At first you see nothing in the dark.  The fire is hot and blinding, and next to it, you surmise you must be safe, though you wonder if the light has simply made you terrified of the beyond to which you’ve been blinded.  In a moment of courage, you stand, you forsake the heat and security of your fire, and you take a small, timid step into the night. With surreal immediacy, pinprick glimmers blink into the sky overhead.  The hills, the trees, the cattails and rocks at the pond’s edge all fold into relief as the night stirs in its sleep, and, slowly, in a sense you can feel only in the space between your lungs, the Night Sky opens its eyes.  On the horizon, from shadow your fire could never reach, the moon rises.

Blight.  Aberration.  What do you dare bring here?

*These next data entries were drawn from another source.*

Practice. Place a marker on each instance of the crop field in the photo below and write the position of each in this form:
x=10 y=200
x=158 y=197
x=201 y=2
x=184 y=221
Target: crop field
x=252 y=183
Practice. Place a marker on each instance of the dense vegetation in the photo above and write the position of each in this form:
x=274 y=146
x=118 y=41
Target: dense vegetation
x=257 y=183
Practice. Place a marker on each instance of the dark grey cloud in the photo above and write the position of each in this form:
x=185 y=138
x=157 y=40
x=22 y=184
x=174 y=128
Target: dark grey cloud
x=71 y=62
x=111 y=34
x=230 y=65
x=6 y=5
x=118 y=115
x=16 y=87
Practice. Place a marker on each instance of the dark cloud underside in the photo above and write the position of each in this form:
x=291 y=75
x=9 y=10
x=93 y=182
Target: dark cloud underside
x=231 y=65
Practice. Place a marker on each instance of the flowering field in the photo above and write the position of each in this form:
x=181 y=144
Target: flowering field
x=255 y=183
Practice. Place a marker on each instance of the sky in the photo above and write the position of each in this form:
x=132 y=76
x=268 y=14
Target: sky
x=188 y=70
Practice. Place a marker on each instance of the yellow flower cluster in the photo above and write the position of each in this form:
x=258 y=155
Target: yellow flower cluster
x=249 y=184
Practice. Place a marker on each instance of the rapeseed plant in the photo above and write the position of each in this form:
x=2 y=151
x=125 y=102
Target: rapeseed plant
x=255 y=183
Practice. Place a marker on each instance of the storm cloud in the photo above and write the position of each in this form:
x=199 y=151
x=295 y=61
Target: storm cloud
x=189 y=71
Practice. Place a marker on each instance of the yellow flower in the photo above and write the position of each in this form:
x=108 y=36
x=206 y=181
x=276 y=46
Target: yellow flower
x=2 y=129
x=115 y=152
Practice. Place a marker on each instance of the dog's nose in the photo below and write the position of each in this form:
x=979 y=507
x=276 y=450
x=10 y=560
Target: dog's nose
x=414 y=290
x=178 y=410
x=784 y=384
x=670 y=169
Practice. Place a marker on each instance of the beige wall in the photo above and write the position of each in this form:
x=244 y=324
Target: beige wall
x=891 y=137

The words are not spoken, but nonetheless they are borne to your ears on whistling wind, the buzz of dragonflies, pond water slapping at its shore.  They are not spoken, but, somehow, you perceive a speaker anyway.

From the horizon, the moon approaches, wreathed by dead branches, clad in bark and tenebrous mist.  Atop an eyeless steed the color of coal, it regards you. You feel its presence, its vastness, its derision–for you–its hatred–for…something else–and as the pale sphere’s gaze moves beyond you, to your camp, your fire, your intrusion upon this dream so clearly not your own, you feel–deeply and certainly–unwelcome.

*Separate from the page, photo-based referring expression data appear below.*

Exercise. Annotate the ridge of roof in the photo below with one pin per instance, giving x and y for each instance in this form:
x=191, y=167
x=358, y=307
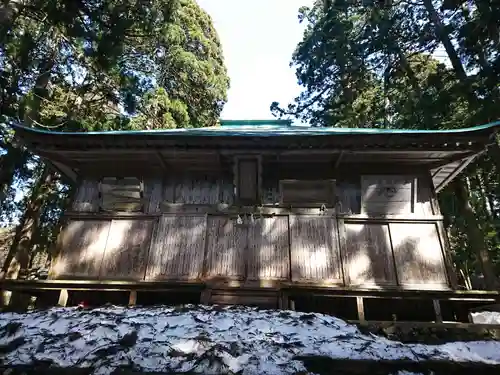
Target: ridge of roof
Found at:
x=263, y=128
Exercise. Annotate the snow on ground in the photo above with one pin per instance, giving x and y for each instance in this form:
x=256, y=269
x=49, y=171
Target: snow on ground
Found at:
x=204, y=339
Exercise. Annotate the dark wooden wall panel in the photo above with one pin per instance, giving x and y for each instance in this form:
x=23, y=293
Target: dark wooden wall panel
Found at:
x=423, y=205
x=126, y=251
x=386, y=194
x=82, y=244
x=226, y=248
x=177, y=248
x=248, y=180
x=268, y=255
x=418, y=254
x=87, y=196
x=153, y=194
x=314, y=249
x=367, y=255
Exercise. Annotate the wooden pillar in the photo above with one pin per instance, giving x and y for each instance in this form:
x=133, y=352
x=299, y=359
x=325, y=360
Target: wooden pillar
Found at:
x=283, y=301
x=291, y=304
x=437, y=311
x=206, y=296
x=132, y=298
x=361, y=309
x=63, y=298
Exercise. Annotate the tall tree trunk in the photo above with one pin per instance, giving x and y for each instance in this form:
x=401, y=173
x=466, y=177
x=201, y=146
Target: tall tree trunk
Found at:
x=18, y=258
x=12, y=161
x=24, y=233
x=474, y=234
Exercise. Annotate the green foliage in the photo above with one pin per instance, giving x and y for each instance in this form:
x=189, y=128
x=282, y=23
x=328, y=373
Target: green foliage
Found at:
x=373, y=66
x=89, y=65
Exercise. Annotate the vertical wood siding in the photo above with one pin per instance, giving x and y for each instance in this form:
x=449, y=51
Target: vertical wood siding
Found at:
x=87, y=197
x=386, y=194
x=418, y=254
x=268, y=255
x=126, y=250
x=314, y=249
x=226, y=248
x=368, y=254
x=83, y=243
x=169, y=190
x=177, y=248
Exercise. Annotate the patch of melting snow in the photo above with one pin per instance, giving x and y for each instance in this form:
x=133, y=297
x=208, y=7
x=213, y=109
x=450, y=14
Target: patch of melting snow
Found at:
x=205, y=339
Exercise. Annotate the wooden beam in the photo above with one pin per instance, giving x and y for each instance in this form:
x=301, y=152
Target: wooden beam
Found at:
x=63, y=298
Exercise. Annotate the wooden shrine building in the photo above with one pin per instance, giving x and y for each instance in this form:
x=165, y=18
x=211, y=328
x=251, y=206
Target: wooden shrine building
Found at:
x=258, y=212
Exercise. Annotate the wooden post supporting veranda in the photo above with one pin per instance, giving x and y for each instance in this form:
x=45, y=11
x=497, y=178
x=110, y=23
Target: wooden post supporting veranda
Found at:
x=361, y=309
x=63, y=298
x=132, y=299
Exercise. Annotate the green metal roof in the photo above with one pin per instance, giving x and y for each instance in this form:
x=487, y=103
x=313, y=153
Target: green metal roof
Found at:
x=262, y=128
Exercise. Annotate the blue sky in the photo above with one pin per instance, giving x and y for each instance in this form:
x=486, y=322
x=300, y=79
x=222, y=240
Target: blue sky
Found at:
x=258, y=38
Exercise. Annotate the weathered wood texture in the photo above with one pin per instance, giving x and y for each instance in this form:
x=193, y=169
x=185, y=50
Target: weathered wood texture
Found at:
x=247, y=181
x=82, y=246
x=367, y=254
x=177, y=248
x=268, y=254
x=418, y=254
x=349, y=197
x=87, y=196
x=386, y=194
x=126, y=251
x=226, y=248
x=423, y=205
x=153, y=195
x=124, y=194
x=304, y=193
x=314, y=249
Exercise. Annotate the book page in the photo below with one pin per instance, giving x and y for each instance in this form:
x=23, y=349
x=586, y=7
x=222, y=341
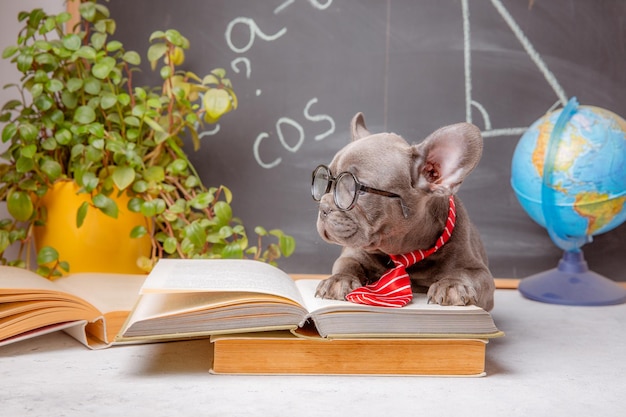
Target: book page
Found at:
x=19, y=278
x=219, y=275
x=107, y=292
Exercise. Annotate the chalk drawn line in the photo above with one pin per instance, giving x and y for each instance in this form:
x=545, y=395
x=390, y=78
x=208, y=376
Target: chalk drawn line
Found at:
x=530, y=50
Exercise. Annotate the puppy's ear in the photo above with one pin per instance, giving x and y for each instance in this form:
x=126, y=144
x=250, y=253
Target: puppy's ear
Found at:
x=446, y=157
x=357, y=127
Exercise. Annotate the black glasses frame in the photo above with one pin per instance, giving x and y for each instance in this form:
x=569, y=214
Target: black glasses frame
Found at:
x=360, y=187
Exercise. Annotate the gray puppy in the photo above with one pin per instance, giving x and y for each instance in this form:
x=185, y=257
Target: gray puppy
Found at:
x=402, y=206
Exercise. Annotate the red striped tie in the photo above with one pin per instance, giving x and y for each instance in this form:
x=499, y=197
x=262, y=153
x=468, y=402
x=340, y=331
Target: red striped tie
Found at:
x=393, y=289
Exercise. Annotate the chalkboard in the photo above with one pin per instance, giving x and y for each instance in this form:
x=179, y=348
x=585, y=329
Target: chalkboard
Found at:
x=303, y=68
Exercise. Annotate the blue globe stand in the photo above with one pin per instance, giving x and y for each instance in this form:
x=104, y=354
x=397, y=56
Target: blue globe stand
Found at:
x=572, y=283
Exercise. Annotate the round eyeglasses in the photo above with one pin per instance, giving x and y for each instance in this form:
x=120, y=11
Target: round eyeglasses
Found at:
x=347, y=189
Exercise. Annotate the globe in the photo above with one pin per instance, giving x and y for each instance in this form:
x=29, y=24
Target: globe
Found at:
x=569, y=174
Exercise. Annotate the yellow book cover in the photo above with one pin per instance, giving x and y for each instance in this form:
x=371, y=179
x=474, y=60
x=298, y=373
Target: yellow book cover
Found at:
x=285, y=353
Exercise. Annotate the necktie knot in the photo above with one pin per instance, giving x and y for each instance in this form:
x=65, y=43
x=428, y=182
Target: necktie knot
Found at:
x=393, y=289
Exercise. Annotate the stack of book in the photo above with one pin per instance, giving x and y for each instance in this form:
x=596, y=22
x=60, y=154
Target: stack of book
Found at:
x=259, y=319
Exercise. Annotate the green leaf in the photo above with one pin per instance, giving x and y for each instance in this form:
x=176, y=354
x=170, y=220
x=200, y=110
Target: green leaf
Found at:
x=202, y=201
x=28, y=151
x=43, y=102
x=156, y=34
x=138, y=231
x=9, y=132
x=223, y=212
x=195, y=233
x=84, y=115
x=98, y=40
x=63, y=17
x=154, y=173
x=52, y=169
x=72, y=42
x=81, y=213
x=102, y=69
x=36, y=90
x=89, y=181
x=123, y=177
x=107, y=100
x=23, y=165
x=46, y=255
x=287, y=245
x=170, y=245
x=232, y=251
x=153, y=124
x=132, y=58
x=8, y=52
x=19, y=205
x=4, y=240
x=87, y=11
x=74, y=84
x=69, y=99
x=155, y=52
x=63, y=136
x=106, y=205
x=86, y=52
x=134, y=204
x=24, y=62
x=54, y=86
x=114, y=46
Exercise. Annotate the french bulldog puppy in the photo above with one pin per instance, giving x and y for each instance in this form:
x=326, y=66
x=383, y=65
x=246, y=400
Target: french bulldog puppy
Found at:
x=418, y=181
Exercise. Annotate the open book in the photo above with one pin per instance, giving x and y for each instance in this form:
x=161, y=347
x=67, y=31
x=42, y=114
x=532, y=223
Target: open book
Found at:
x=91, y=307
x=192, y=298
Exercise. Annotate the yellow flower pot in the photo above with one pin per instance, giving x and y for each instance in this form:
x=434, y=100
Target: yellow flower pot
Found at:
x=101, y=244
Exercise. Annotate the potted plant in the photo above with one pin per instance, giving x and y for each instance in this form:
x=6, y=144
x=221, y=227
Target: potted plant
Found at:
x=81, y=119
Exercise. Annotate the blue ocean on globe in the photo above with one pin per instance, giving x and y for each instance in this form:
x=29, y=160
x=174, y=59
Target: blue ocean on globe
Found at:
x=569, y=173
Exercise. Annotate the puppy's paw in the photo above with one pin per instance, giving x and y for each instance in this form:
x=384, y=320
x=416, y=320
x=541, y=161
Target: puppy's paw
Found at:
x=337, y=286
x=452, y=292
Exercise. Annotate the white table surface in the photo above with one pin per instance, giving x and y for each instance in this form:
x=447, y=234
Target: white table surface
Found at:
x=553, y=361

Children.  Gone astray.  Weak. Blasphemy.  Destroy. Devour.

The words are no longer coherent.  They still suffuse the air, spoken in that half-sense by which the Night Sky speaks, but they are not for you.  None of this is for you any longer, but the Night Sky does not lash out in violence like the creatures of day. It would have you understand your transgression, swallow it, have it writhe like worms in your blood, that you should go willingly to nothingness, for you deserve only nothing.

The moon’s steed turns to you, and its head splits into halves, equine silhouettes spreading like lepidopteran wings, baring yet more swirling constellations within their cranial span.  Then the nightmares begin. All around, you perceive the subtle, fearful shifts. At the shore of the pond, the tiny pebbles glinting in firelight reveal themselves to be teeth, erupting, bloody and irregular, from throbbing gums where ground should have rested.  Leeches wriggle at your ankles, crawling over one another for a taste of the blood you yet owe this place, and in the pitch beyond the moon’s sinister figure, the reeds and grasses flagellate the sky in ways that plants should not move.

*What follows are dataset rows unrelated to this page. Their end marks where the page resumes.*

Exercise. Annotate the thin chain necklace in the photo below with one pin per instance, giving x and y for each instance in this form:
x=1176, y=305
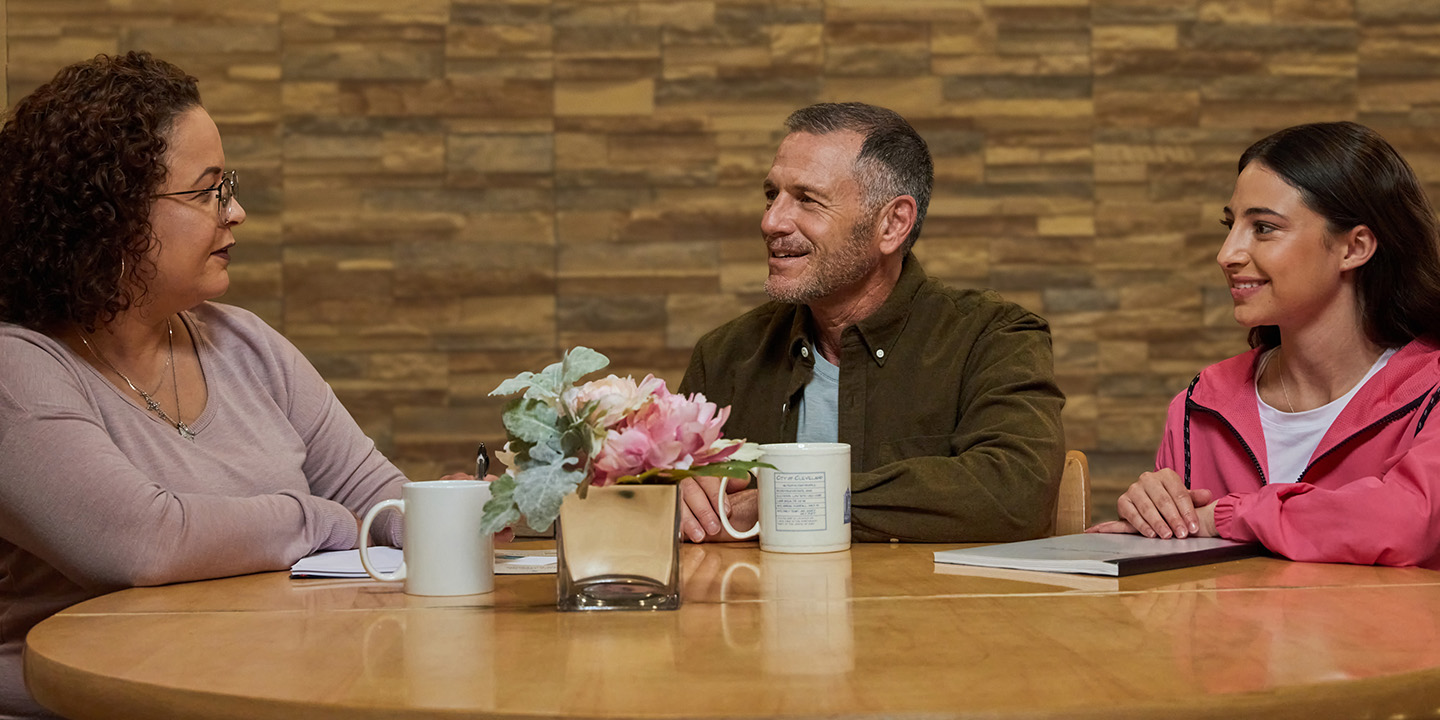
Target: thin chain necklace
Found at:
x=150, y=402
x=1265, y=365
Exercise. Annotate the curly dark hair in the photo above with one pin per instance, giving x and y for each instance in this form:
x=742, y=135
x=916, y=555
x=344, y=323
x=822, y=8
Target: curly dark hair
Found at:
x=79, y=160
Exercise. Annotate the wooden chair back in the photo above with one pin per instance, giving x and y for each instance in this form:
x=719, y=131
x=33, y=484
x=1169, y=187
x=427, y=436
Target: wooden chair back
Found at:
x=1073, y=507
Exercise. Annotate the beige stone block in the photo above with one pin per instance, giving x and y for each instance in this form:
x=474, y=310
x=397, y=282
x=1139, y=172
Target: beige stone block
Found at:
x=1273, y=114
x=1020, y=108
x=392, y=10
x=1122, y=356
x=1135, y=36
x=1126, y=108
x=882, y=10
x=1121, y=173
x=206, y=39
x=680, y=56
x=1236, y=12
x=661, y=150
x=1303, y=65
x=498, y=41
x=1146, y=153
x=579, y=150
x=961, y=262
x=35, y=61
x=1036, y=156
x=689, y=316
x=1082, y=225
x=690, y=15
x=529, y=153
x=605, y=98
x=799, y=43
x=382, y=61
x=910, y=97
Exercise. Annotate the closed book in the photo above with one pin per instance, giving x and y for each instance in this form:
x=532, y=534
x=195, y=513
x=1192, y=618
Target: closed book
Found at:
x=1102, y=553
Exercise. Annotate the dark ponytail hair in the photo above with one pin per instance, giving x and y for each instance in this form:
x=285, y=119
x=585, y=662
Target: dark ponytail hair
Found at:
x=1351, y=176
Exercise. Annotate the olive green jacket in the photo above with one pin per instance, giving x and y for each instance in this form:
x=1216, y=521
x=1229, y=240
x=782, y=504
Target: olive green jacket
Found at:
x=948, y=401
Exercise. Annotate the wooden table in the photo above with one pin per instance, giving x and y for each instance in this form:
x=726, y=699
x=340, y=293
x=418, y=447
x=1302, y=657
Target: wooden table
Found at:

The steed continues to approach, vaporous tongues lolling from its mangled wing-face, caressing your cheek, your eyes, the inside of your face, tasting what it is like to be you.  Its touch is icy, alien, shocking in its utter strangeness, and yet its intent cannot be misunderstood: It means to imbibe you, with the night, of the night; to extinguish your heat, your clarity, your definition; to purge from you any pretense of being.

You feel the hopelessness, the isolation of the dark, but instinctively, you rebel.  You tear your gaze from the steed’s hypnotic visage. You run headlong back to your blaze, your bulwark against the night’s advance.  Behind, you hear the steed’s hooves bearing down upon you. You shudder at its rider’s curses, carried on the whistle and rasp of the breeze.  You thrust your hands into the fire and withdraw a flaming bough, and you fling it, whirling, frantic, back at the approaching moon. The flames lick your hands, leaving charred, smoldering marks on your palms, but your aim is true enough.  The branch strikes the rider across the arm, igniting its wooden armor, but even as the blaze engulfs the rider and its steed and the grass and the sky and the nightmare that has swallowed you, the moon’s gaze remains impassive.

You open your eyes to an undisturbed camp.  Your fire has died down, the sky is clear and starlit, and even your erstwhile terror, still ringing in your skull, cannot quite disturb the serenity of this nocturnal silence.  But the moon still hangs between the clouds above, and it occurs, quietly, buried between the ripples of your relief, that the eyes of the Night Sky have still not closed.